Её голос дрожал; на глазах навернулись слёзы. В комнате произошло всеобщее волнение. Нина взглянула: перед ней стоял Клейтон. Она изумилась, румянец её усилился; сцена перед её глазами была слишком печальна и торжественна, чтоб улыбнуться. Протянув руку Клейтону, она снова обратилась к покойнице и сказала вполголоса:
— Посмотрите!
— Вижу, — сказал Клейтон. — Могу ли я служить чем-нибудь?
— Эта бедняжка умерла сегодня ночью, — сказала Нина. — Послушай, Гарри: надобно распорядиться похоронами, — продолжала она, тихо выходя из комнаты и говоря Гарри почти шёпотом. — Вели сделать гроб, да чтоб было прилично. Дядюшка, — сказала она, призывая к себе Тиффа, — где вы намерены похоронить её?

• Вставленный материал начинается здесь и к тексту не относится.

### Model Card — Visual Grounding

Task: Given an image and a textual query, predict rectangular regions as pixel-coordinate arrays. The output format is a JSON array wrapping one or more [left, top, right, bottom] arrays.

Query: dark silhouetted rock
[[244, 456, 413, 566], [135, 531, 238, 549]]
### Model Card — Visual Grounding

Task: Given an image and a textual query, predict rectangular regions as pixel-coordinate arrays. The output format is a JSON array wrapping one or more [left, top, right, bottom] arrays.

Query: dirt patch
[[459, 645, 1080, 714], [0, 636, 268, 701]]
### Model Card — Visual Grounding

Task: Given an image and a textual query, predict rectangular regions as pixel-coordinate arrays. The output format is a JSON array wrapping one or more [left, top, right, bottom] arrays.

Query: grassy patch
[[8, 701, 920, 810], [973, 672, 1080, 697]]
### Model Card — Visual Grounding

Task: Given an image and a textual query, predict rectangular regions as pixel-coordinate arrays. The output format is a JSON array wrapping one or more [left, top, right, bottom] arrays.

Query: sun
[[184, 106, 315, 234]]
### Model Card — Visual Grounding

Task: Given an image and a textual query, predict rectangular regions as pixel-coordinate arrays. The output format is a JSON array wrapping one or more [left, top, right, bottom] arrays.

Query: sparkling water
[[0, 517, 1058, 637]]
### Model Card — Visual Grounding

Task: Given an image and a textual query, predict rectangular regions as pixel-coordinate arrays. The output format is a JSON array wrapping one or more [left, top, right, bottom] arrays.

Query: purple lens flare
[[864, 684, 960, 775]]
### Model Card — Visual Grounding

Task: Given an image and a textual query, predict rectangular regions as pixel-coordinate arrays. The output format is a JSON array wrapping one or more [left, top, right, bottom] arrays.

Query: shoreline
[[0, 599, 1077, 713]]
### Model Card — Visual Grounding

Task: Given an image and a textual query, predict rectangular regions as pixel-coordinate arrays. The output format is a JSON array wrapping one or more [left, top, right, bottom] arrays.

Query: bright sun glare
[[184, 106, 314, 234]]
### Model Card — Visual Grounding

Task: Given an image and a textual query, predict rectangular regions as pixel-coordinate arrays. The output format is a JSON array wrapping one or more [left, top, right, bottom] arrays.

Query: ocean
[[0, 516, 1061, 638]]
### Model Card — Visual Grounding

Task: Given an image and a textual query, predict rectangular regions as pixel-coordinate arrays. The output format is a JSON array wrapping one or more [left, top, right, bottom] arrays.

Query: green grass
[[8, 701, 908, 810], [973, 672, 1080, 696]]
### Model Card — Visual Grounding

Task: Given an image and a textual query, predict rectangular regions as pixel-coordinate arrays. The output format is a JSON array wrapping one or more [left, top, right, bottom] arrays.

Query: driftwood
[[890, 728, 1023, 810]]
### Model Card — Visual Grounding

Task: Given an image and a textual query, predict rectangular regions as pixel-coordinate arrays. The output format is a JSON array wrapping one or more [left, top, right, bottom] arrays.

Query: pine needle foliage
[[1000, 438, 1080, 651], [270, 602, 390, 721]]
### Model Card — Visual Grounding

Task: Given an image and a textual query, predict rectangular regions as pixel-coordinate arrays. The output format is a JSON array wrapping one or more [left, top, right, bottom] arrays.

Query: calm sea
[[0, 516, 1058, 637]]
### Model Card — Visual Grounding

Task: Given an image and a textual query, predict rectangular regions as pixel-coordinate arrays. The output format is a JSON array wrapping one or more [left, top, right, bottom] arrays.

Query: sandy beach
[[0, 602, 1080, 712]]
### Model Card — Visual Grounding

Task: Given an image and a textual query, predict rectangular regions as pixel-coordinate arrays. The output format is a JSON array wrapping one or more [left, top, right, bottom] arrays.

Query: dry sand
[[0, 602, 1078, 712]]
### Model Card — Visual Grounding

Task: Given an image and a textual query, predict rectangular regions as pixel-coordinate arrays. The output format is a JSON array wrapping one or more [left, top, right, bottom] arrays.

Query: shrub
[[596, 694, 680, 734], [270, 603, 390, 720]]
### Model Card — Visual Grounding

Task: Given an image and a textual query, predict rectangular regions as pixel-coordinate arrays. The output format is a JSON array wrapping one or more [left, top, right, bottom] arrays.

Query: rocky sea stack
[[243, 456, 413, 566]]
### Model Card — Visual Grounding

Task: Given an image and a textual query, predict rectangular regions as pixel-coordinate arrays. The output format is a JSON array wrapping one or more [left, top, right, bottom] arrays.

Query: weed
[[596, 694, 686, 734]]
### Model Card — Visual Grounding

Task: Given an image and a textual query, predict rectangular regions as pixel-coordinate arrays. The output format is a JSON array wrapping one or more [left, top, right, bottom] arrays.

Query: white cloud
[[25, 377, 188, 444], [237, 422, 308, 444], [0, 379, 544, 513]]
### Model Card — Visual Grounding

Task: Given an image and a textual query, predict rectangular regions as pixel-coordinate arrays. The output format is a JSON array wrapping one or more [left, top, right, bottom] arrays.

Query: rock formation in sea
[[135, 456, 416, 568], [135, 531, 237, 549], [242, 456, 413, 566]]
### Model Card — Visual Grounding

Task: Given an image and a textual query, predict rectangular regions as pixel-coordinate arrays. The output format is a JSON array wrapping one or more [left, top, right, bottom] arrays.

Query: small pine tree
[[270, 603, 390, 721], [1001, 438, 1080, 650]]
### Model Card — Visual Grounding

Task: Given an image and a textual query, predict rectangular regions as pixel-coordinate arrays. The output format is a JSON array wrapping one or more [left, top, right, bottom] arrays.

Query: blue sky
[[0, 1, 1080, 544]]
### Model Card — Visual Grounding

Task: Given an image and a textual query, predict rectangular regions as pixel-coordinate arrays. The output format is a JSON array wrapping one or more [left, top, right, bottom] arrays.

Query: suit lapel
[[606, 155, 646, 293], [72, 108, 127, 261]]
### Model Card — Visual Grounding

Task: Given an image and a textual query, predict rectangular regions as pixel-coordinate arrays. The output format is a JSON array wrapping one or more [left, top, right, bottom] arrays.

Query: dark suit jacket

— Похоронить её? — сказал Тифф. — О Боже мой! Её похоронить! И он закрыл лицо своими грубыми руками; сквозь пальцы которых заструились слёзы. — Боже мой! Боже мой! Думал ли я об этом?.. Но, делать нечего; верно уж так суждено! Посмотрите, как хороша она! Ради Бога не сегодня, мисс Нина. Дайте посмотреть на неё!
— Разумеется, не сегодня, — сказала Нина нежным тоном. — Мне очень жаль, что я огорчила тебя; но ты знаешь, бедный мой друг, что рано или поздно, но кончить нужно!
— Боже мой! Я знал её с тех пор, как она впервые увидела свет Божий! — сказал Тифф в глубокой горести, — знал, когда она была ребёнком... У ней были кудрявые волосы, она любила носить красные башмачки. Бывало бегает за мной по саду и кричит: « Тифф! Тифф»! И вот она теперь... бедная, бедная! Горе убило её! Как хороша она была! Хороша, как вы мисс Нина. Но когда она вышла замуж, вот за него, — продолжал он, указывая большим пальцем через плечо, и понизив свой голос, — всё пошло не так, как следует. Я старался поддержать её... Делал для неё всё, что мог; и теперь, вот она! Всё кончилось!
— Быть может, — сказала Нина, положив руку на плечо старика, — быть может, край, в который переселилась душа её, лучше здешнего мира.